The Wall Street Journal has a great article on U.S. antitrust law and how Apple & Co. really, really violated it very badly with their agency-pricing agreement. If you can't read it, Passive Voice has an excerpt. It's really worth reading, because one of the basic premises of U.S. antitrust law is that it's geared toward protecting consumers, not businesses--"competition, not competitors" in the words of the article. If you don't understand that basic concept, nothing that antitrust regulators do will make any sense.
And the article notes that books are not really all that special:
Even if publishers did seek an exemption [from antitrust law], it isn't clear that lawmakers would agree that consumers should pay more for e-books in order to save publishers or physical bookstores.
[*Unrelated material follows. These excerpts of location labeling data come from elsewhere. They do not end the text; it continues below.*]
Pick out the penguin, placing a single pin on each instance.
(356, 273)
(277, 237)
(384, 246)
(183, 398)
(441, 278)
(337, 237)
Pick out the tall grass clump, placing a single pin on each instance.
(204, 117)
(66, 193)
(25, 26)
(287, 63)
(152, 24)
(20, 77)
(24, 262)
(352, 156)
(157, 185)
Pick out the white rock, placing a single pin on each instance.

The list of companies that have vanished at least in part because of digital distribution grows longer each year: Tower Records, Borders, Circuit City, local travel agents. How would Congress decide which ones should be protected from online competition?
"Why this guy and not that guy?" asks Mark Cooper of the Consumer Federation of America, a nonprofit advocacy group. "You'd end up saving everybody."
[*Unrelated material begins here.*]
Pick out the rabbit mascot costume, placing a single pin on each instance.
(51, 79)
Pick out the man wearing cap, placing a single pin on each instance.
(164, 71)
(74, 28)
I would add only that, if you are going to commit a red-flag, must-prosecute sort of offense, have the sense to do so quietly--law enforcement does read the paper.
And this (via PV) is a great history of book publishing and book retail. It manages to be both very informative and very, very, VERY funny. Rusch has a less-funny but equally informative history of what she calls the book trade--how book publishing and book retail affect each other.
I think the larger lesson from this is that the publishing industry has always changed--it's changing very rapidly right now, but change has been constant. What we call traditional publishing has only been the tradition for the past few decades, and in the form it is in now, really only the past 10-15 years. That's why I could peg the publication date of Jodi Picoult's first novel so accurately: She was obviously published when publishing looked more or less the same as it does today but was somewhat easier to enter; ergo, she was published 20 years ago.